Whether it’s an idea, a thought or a sentence, cooking chat can be both satisfying and inspiring
• See Rachel’s recipes for Tuscan-style chicken and torta all figassa
Years ago, somebody gave me their recipe for batter, in two ways. One as a long, chatty ramble as she stood making it, then later jotted down on a square of paper – whisk 200g flour, 300ml water, two tablespoons of olive oil and salt until smooth, chill, then fold in two beaten egg whites. The recipe was familiar; almost exactly the proportions I already used – not that familiarity ever dents the satisfaction of being given other people’s recipes. On this occasion, it was two things she said while using a balloon whisk the size of her forearm to combine the flour, water, oil and salt: “Even when measured, ingredients can be mischievous”, and “The consistency should be between single and double cream.”
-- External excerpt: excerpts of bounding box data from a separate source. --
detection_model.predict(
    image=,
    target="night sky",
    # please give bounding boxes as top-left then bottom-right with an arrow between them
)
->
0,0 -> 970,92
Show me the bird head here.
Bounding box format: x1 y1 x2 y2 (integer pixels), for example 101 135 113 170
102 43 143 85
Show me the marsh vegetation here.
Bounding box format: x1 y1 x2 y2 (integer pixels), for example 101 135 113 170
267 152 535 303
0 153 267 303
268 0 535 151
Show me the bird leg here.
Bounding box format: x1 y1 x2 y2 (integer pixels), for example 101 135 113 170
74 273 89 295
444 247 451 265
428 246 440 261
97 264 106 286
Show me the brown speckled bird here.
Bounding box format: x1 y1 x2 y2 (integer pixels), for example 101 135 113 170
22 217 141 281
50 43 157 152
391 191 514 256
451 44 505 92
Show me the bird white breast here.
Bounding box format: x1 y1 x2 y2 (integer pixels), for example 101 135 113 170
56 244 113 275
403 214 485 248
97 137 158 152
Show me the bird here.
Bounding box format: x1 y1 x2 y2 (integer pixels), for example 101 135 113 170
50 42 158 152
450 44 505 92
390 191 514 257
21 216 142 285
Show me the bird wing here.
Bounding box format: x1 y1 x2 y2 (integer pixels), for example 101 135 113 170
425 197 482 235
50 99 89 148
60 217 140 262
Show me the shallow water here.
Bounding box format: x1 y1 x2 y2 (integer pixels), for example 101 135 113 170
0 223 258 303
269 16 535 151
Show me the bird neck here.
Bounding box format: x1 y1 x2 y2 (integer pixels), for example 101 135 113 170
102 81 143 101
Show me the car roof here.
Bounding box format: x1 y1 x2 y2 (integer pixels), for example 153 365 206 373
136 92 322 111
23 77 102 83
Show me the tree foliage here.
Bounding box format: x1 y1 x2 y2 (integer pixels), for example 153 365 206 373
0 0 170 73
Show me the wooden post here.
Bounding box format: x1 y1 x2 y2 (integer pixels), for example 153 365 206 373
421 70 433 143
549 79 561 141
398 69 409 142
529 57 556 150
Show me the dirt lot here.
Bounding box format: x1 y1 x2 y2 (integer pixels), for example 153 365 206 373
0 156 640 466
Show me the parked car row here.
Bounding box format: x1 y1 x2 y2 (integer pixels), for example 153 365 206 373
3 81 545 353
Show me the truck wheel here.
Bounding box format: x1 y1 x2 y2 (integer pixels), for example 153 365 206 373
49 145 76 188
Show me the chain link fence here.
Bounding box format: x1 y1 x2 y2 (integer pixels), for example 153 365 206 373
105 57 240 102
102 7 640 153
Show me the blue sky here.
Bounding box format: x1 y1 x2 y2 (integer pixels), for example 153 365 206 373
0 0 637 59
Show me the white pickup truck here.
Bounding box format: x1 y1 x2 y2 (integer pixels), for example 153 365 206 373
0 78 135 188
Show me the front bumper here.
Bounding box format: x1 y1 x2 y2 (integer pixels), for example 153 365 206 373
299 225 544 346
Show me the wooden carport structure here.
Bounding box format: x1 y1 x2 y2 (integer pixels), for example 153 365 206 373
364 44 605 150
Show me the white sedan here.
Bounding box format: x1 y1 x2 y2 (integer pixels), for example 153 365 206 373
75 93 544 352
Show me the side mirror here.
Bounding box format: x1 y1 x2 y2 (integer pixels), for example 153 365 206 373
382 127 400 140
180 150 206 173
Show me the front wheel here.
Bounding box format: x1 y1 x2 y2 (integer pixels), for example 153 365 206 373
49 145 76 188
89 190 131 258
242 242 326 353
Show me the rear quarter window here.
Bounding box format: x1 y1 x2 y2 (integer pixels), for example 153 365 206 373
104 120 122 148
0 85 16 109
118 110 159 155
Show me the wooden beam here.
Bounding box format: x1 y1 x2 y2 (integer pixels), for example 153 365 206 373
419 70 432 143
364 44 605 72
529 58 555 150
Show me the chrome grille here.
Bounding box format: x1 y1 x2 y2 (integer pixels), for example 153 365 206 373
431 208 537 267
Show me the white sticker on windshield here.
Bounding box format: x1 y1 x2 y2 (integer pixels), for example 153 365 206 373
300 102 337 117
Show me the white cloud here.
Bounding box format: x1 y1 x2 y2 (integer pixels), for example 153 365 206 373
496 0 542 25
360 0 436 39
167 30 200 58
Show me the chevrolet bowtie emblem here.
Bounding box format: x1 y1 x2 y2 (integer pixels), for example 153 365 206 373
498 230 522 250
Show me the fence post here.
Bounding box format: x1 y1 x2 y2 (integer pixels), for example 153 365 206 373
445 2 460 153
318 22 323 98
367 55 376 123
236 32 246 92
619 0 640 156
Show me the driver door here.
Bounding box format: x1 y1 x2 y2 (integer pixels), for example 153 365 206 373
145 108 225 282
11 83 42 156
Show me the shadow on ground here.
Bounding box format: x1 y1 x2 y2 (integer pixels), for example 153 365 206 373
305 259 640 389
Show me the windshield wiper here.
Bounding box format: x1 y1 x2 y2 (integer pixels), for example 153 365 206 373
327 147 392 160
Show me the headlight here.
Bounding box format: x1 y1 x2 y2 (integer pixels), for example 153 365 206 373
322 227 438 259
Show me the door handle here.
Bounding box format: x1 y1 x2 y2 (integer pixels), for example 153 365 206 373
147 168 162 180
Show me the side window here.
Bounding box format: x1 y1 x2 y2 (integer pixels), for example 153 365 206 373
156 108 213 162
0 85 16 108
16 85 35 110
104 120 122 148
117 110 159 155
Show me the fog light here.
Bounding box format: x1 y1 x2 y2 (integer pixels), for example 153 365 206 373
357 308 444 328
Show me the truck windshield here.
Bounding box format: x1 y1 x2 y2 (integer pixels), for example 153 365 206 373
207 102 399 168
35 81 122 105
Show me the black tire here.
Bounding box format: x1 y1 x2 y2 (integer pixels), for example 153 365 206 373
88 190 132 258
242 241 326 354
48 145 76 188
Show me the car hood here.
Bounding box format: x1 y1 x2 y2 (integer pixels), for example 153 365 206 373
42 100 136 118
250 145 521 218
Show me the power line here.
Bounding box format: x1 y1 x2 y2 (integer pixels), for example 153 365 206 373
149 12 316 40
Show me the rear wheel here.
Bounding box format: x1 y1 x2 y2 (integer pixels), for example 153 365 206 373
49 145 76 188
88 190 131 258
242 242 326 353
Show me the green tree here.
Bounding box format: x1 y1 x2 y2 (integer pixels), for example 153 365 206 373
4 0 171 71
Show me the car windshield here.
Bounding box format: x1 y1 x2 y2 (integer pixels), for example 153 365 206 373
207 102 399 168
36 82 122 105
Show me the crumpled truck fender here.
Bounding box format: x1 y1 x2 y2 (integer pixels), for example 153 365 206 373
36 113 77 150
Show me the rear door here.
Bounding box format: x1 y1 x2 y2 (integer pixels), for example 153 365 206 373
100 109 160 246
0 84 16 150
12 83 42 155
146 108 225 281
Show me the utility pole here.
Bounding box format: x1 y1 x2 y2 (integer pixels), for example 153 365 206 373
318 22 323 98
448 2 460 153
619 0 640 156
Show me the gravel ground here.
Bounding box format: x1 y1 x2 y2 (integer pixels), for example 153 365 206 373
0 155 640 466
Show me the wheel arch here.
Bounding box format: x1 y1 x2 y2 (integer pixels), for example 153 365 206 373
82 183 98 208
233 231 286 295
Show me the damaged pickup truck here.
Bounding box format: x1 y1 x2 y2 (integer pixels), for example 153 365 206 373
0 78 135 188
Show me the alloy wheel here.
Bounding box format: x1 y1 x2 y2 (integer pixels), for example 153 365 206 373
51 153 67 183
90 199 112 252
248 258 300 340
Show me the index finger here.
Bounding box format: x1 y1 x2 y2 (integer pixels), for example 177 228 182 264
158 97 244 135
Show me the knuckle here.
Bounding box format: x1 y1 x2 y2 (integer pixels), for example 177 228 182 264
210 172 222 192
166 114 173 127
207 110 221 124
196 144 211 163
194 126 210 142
There they were! The sentences I would remember for ever, vivid and annoying in equal measure because they condemned me to be suspicious of my possibly naughty ingredients, and to examine my batter: to watch it roll off the spoon while imagining a place between single and double cream – what the food writer Thom Eagle describes as the silent chat between the cook and the cooked. Or, in my case, the worried discussion (a familiar state for me, so no bad thing), and an essential part of my cooking. Most of the time, ingredients don’t misbehave and the outcome is a batter that clings but doesn’t suffocate. And I have been reminded of the second-most important advice in cooking (and life): just look, really look.